Fears of mounting credit losses have fueled panic selling on world stock markets this week and in a matter of days forced the US banking landscape into its most dramatic transformation since the Great Depression.

The collapse of investment bank Lehman Brothers and the $US85 billion ($107 billion) US government bailout of insurer AIG this week have knocked Asian banking stocks and prompted central banks to pump billions into strained money markets.

Commercial lenders in the region have seen their shares caught up in the downdraft, but they have largely dodged the huge credit losses that have rocked Wall Street.

While the region has ample liquidity, Kuroda warned that several asset markets, particularly real estate, were potentially vulnerable to shocks and that big differences in the development of financial systems among Asian economies was a cause for concern.

To prevent the turbulence spreading to Asia, Kuroda said regulatory developments should be coordinated, financial market infrastructure strengthened and national markets exposed to greater competition.

"This week's turbulence only underlines the urgent need for central banks and regulators to assess the underlying problems and build a cogent and proactive plan of action to better preserve regional financial stability,'' he said.

"We need to establish best practices for handling liquidity shortages or ensuring effective financial sector safety nets. Also, existing arrangements need to be more flexible to resolve weak assets "on'' or "off'' financial institutions' balance sheets.''

Japan and Australia pumped further $21 billion into money markets on Thursday to prevent banks from hoarding cash amid a global crisis of confidence sparked by the dramatic Wall Street shake-up.

Earlier this week, the ADB warned that the financial convulsions in the West could hurt growth in Asia. The lender forecast developing economies in the region would grow by 7.5% this year, the slowest growth in the region since 2003.

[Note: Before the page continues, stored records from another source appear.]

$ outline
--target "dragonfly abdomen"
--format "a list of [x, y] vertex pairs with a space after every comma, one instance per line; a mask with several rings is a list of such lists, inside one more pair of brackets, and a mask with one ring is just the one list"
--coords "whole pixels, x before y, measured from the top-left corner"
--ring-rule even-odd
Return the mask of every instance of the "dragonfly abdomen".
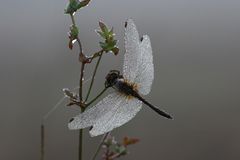
[[150, 107], [152, 110], [154, 110], [155, 112], [157, 112], [158, 114], [160, 114], [163, 117], [166, 117], [168, 119], [173, 119], [172, 116], [170, 116], [168, 113], [160, 110], [159, 108], [153, 106], [151, 103], [149, 103], [148, 101], [146, 101], [144, 98], [142, 98], [140, 95], [136, 95], [136, 98], [138, 98], [140, 101], [142, 101], [144, 104], [146, 104], [148, 107]]
[[144, 104], [146, 104], [148, 107], [150, 107], [152, 110], [154, 110], [161, 116], [166, 117], [168, 119], [172, 119], [172, 117], [169, 114], [153, 106], [151, 103], [146, 101], [142, 96], [140, 96], [137, 91], [136, 84], [129, 83], [127, 80], [123, 78], [119, 78], [119, 79], [116, 79], [114, 88], [117, 89], [120, 93], [125, 94], [128, 98], [132, 98], [132, 97], [137, 98], [138, 100], [142, 101]]

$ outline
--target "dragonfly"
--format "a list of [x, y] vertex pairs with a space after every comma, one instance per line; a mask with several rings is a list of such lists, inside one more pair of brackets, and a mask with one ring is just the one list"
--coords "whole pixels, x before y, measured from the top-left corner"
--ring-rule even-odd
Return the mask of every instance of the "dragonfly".
[[125, 23], [125, 54], [123, 74], [112, 70], [105, 80], [106, 87], [114, 91], [95, 106], [72, 118], [69, 129], [90, 127], [90, 135], [98, 136], [110, 132], [130, 121], [141, 110], [142, 104], [159, 115], [172, 117], [155, 107], [142, 96], [149, 94], [154, 79], [154, 66], [150, 38], [139, 38], [136, 25], [132, 19]]

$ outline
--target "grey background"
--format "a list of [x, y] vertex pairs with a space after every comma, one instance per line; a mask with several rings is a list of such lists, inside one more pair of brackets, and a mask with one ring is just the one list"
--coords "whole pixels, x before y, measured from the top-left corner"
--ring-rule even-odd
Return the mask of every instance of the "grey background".
[[[42, 116], [62, 88], [78, 84], [77, 48], [67, 48], [66, 2], [0, 2], [1, 160], [39, 159]], [[122, 159], [240, 159], [240, 1], [93, 0], [76, 17], [86, 54], [99, 49], [98, 20], [114, 27], [122, 49], [103, 58], [94, 94], [110, 69], [121, 70], [124, 21], [133, 18], [140, 34], [151, 37], [155, 80], [146, 98], [175, 120], [144, 107], [113, 132], [117, 139], [141, 139]], [[46, 160], [77, 159], [77, 132], [67, 129], [77, 113], [62, 104], [47, 120]], [[100, 137], [85, 135], [89, 159]]]

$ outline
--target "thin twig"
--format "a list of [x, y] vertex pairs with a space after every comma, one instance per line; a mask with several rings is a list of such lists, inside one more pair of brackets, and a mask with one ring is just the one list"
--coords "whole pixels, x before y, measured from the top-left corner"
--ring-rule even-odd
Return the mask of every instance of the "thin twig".
[[78, 42], [78, 46], [79, 46], [79, 50], [80, 50], [80, 54], [83, 53], [83, 49], [82, 49], [82, 43], [79, 37], [77, 37], [77, 42]]
[[[75, 19], [74, 19], [73, 14], [70, 14], [70, 16], [71, 16], [72, 24], [73, 24], [74, 26], [76, 26], [76, 22], [75, 22]], [[80, 40], [79, 37], [77, 37], [77, 42], [78, 42], [78, 46], [79, 46], [79, 50], [80, 50], [80, 54], [82, 54], [82, 53], [83, 53], [82, 43], [81, 43], [81, 40]]]
[[85, 107], [90, 106], [93, 102], [95, 102], [108, 88], [105, 87], [95, 98], [93, 98], [89, 103], [85, 105]]
[[98, 155], [98, 153], [99, 153], [99, 151], [100, 151], [100, 149], [101, 149], [104, 141], [107, 139], [107, 137], [109, 136], [109, 134], [110, 134], [110, 132], [106, 133], [106, 134], [103, 136], [103, 138], [102, 138], [101, 142], [99, 143], [98, 148], [97, 148], [97, 150], [96, 150], [96, 152], [95, 152], [92, 160], [95, 160], [95, 159], [96, 159], [96, 157], [97, 157], [97, 155]]
[[96, 53], [94, 53], [91, 57], [88, 57], [88, 62], [92, 62], [92, 60], [94, 59], [94, 58], [97, 58], [97, 57], [99, 57], [100, 55], [102, 55], [103, 54], [103, 52], [104, 52], [104, 50], [102, 49], [102, 50], [100, 50], [100, 51], [98, 51], [98, 52], [96, 52]]
[[[76, 22], [75, 22], [73, 14], [70, 14], [70, 16], [71, 16], [71, 20], [72, 20], [73, 25], [76, 26]], [[79, 56], [85, 57], [85, 55], [83, 55], [82, 43], [81, 43], [79, 37], [77, 37], [77, 42], [78, 42], [79, 50], [80, 50]], [[83, 95], [82, 95], [83, 79], [84, 79], [84, 68], [85, 68], [85, 62], [82, 62], [81, 73], [80, 73], [80, 80], [79, 80], [79, 100], [80, 100], [81, 112], [84, 111]], [[79, 131], [79, 144], [78, 144], [78, 159], [79, 160], [82, 160], [82, 150], [83, 150], [83, 129], [80, 129], [80, 131]]]
[[45, 142], [45, 130], [44, 125], [41, 124], [41, 160], [44, 160], [44, 142]]
[[76, 26], [76, 22], [75, 22], [75, 19], [74, 19], [73, 14], [70, 14], [70, 16], [71, 16], [72, 24], [73, 24], [74, 26]]
[[79, 144], [78, 144], [78, 159], [82, 160], [83, 157], [83, 129], [79, 130]]
[[110, 153], [110, 148], [109, 148], [109, 146], [107, 146], [107, 149], [106, 149], [106, 152], [105, 152], [105, 160], [110, 160], [109, 159], [109, 153]]
[[[82, 91], [83, 91], [83, 80], [84, 80], [84, 68], [85, 68], [85, 63], [82, 63], [81, 65], [81, 73], [80, 73], [80, 80], [79, 80], [79, 100], [80, 100], [80, 103], [82, 104], [83, 102], [83, 94], [82, 94]], [[83, 107], [81, 107], [83, 108]]]
[[[82, 62], [81, 65], [81, 73], [80, 73], [80, 80], [79, 80], [79, 99], [80, 99], [80, 107], [81, 107], [81, 112], [84, 111], [84, 106], [82, 106], [83, 104], [83, 95], [82, 95], [82, 91], [83, 91], [83, 80], [84, 80], [84, 67], [85, 67], [85, 63]], [[82, 156], [83, 156], [83, 129], [79, 130], [79, 143], [78, 143], [78, 159], [82, 160]]]
[[98, 61], [97, 61], [97, 63], [96, 63], [96, 66], [95, 66], [95, 69], [94, 69], [94, 72], [93, 72], [92, 80], [91, 80], [91, 83], [90, 83], [90, 86], [89, 86], [89, 89], [88, 89], [88, 93], [87, 93], [85, 102], [88, 100], [89, 95], [90, 95], [90, 93], [91, 93], [91, 90], [92, 90], [92, 87], [93, 87], [93, 83], [94, 83], [94, 80], [95, 80], [95, 75], [96, 75], [96, 73], [97, 73], [97, 69], [98, 69], [99, 63], [100, 63], [101, 58], [102, 58], [102, 52], [103, 52], [103, 51], [100, 52], [100, 56], [99, 56]]
[[108, 157], [108, 159], [109, 159], [109, 160], [111, 160], [111, 159], [115, 159], [115, 158], [117, 158], [117, 157], [119, 157], [119, 156], [121, 156], [121, 153], [116, 153], [116, 154], [114, 154], [114, 155]]

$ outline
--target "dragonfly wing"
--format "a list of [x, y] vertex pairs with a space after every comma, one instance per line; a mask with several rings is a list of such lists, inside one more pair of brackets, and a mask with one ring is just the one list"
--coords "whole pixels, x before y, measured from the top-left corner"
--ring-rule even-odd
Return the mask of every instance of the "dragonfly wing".
[[134, 82], [138, 84], [138, 91], [147, 95], [152, 86], [154, 78], [153, 56], [150, 38], [147, 35], [142, 37], [140, 43], [140, 55], [138, 56], [139, 67]]
[[117, 102], [122, 100], [122, 95], [118, 92], [109, 94], [95, 106], [74, 117], [68, 123], [69, 129], [82, 129], [92, 126], [100, 117], [104, 117]]
[[125, 25], [124, 42], [126, 53], [124, 54], [123, 76], [133, 82], [138, 71], [137, 57], [140, 53], [140, 40], [136, 25], [131, 19]]
[[90, 135], [98, 136], [120, 127], [130, 121], [140, 111], [141, 106], [142, 102], [138, 99], [128, 99], [122, 95], [121, 102], [117, 102], [111, 112], [97, 120], [90, 131]]
[[129, 19], [125, 28], [123, 77], [139, 85], [139, 93], [147, 95], [154, 78], [153, 56], [150, 38], [139, 34], [134, 22]]

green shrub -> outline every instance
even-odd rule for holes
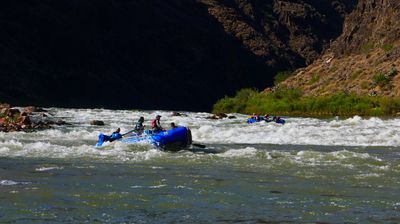
[[[297,100],[301,97],[302,92],[300,89],[287,89],[287,88],[278,88],[272,93],[272,96],[275,99],[286,99],[289,101]]]
[[[243,101],[247,101],[248,99],[250,99],[251,97],[253,97],[254,95],[257,95],[258,92],[255,89],[241,89],[238,92],[236,92],[236,98],[238,100],[243,100]]]
[[[358,76],[360,76],[360,74],[362,73],[361,70],[356,70],[353,73],[351,73],[350,79],[351,80],[356,80],[358,78]]]
[[[385,52],[389,52],[389,51],[391,51],[391,50],[393,49],[393,44],[384,44],[384,45],[382,46],[382,49],[383,49]]]
[[[313,75],[311,77],[310,81],[308,82],[308,84],[312,85],[312,84],[314,84],[314,83],[316,83],[318,81],[319,81],[319,76],[318,75]]]
[[[254,90],[238,91],[235,97],[225,97],[213,107],[218,113],[269,113],[281,115],[340,115],[383,116],[400,111],[400,99],[374,96],[356,96],[344,93],[330,96],[302,97],[299,89],[277,89],[271,93]]]
[[[377,73],[372,77],[372,81],[375,83],[375,85],[379,86],[385,86],[387,85],[390,80],[396,76],[398,73],[397,69],[395,67],[391,68],[389,72],[386,74],[383,73]]]
[[[284,72],[278,72],[275,77],[274,77],[274,84],[278,85],[279,83],[285,81],[287,78],[293,75],[293,71],[284,71]]]
[[[393,77],[396,76],[399,72],[397,71],[396,67],[393,67],[390,69],[390,71],[387,73],[387,76],[389,77]]]
[[[373,43],[371,43],[371,42],[368,42],[368,43],[365,43],[365,44],[363,44],[363,45],[361,45],[361,52],[362,53],[368,53],[368,52],[370,52],[372,49],[374,49],[374,44]]]
[[[380,108],[384,114],[395,114],[400,111],[400,102],[391,98],[383,98],[380,101]]]
[[[372,81],[375,83],[375,85],[378,86],[385,86],[389,83],[388,77],[385,76],[383,73],[377,73],[372,77]]]
[[[219,113],[228,113],[228,112],[236,112],[236,107],[239,104],[235,101],[234,98],[225,97],[218,100],[214,106],[213,110],[218,111]]]
[[[331,68],[329,68],[329,73],[335,73],[338,70],[338,67],[333,66]]]

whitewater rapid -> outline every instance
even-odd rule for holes
[[[0,223],[386,223],[400,220],[400,119],[49,108],[70,123],[0,133]],[[162,115],[205,149],[164,152],[99,133]],[[92,126],[102,120],[105,126]],[[261,221],[260,221],[261,220]]]
[[[94,148],[99,133],[111,133],[120,127],[131,130],[143,116],[145,124],[155,115],[162,115],[162,124],[170,122],[190,127],[193,140],[213,148],[224,145],[219,156],[248,155],[251,145],[280,146],[334,146],[337,151],[345,147],[399,147],[400,119],[361,118],[316,119],[287,117],[286,124],[246,124],[246,115],[232,114],[234,119],[210,120],[209,113],[182,112],[172,116],[170,111],[130,111],[106,109],[58,109],[49,113],[71,125],[54,127],[32,133],[0,133],[0,157],[34,158],[96,158],[117,161],[139,161],[165,156],[151,145],[137,146],[112,143],[104,149]],[[89,121],[102,120],[105,126],[91,126]],[[230,147],[236,145],[236,147]],[[343,148],[344,147],[344,148]],[[273,147],[272,147],[273,148]],[[229,151],[232,149],[231,151]],[[240,149],[240,150],[239,150]],[[330,153],[330,152],[326,152]],[[301,155],[300,155],[301,156]],[[266,155],[268,157],[268,155]]]

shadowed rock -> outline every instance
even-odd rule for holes
[[[93,120],[93,121],[90,121],[90,125],[104,126],[104,121]]]
[[[209,111],[317,58],[340,34],[347,2],[3,1],[0,98]]]

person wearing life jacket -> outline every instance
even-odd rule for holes
[[[258,121],[260,121],[260,117],[256,113],[253,113],[253,115],[251,115],[250,118],[247,119],[248,124],[252,124],[252,123],[258,122]]]
[[[143,122],[144,122],[144,117],[140,117],[139,120],[135,124],[135,128],[133,130],[128,131],[124,135],[128,135],[128,134],[131,134],[131,133],[135,133],[137,135],[143,134],[144,127],[145,127],[145,125],[143,125]]]
[[[164,128],[160,124],[160,115],[157,115],[154,120],[151,121],[151,128],[153,128],[153,132],[164,131]]]
[[[120,132],[121,132],[121,129],[120,129],[120,128],[117,128],[117,130],[114,131],[110,136],[105,135],[104,141],[113,142],[113,141],[115,141],[115,140],[117,140],[117,139],[122,138],[122,135],[121,135]]]
[[[175,129],[175,128],[177,128],[178,126],[176,126],[176,124],[174,123],[174,122],[171,122],[171,129]]]
[[[269,116],[269,114],[265,114],[264,115],[264,121],[265,122],[271,122],[272,120],[271,120],[271,117]]]
[[[135,129],[133,129],[133,131],[139,135],[144,132],[145,126],[143,125],[143,122],[144,122],[144,117],[140,117],[139,120],[136,122]]]
[[[104,142],[113,142],[115,140],[118,140],[122,138],[123,135],[121,135],[121,129],[118,128],[116,131],[114,131],[111,135],[104,135],[100,134],[99,135],[99,140],[97,141],[96,146],[102,146]]]
[[[277,117],[277,118],[275,119],[275,123],[277,123],[277,124],[285,124],[286,121],[283,120],[281,117]]]

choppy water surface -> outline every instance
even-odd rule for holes
[[[51,109],[71,126],[0,133],[0,222],[399,223],[400,119]],[[93,147],[99,132],[163,115],[207,149]],[[106,126],[88,125],[93,119]],[[149,125],[149,122],[147,122]],[[167,125],[165,125],[167,126]]]

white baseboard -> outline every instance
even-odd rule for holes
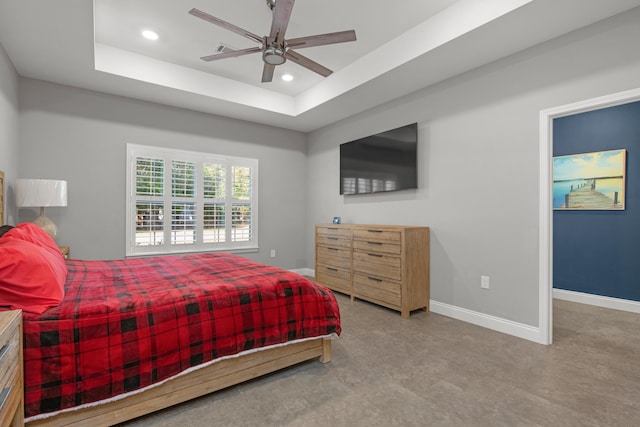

Debt rating agency Standard & Poor's said on Thursday the direct exposures of many rated banks in Asia ex-Japan to Lehman Brothers are not expected to be significant enough to materially damage their credit profiles. But it added that problems in broader global markets and specifically at Western banks would still put Asian banks under stress.

"We continue to believe that the risk to Asian banks is more from the impending economic slowdown and market turmoil than from direct exposure to the distressed US financial institutions,'' S&P credit analyst Ritesh Maheshwari said in a news release.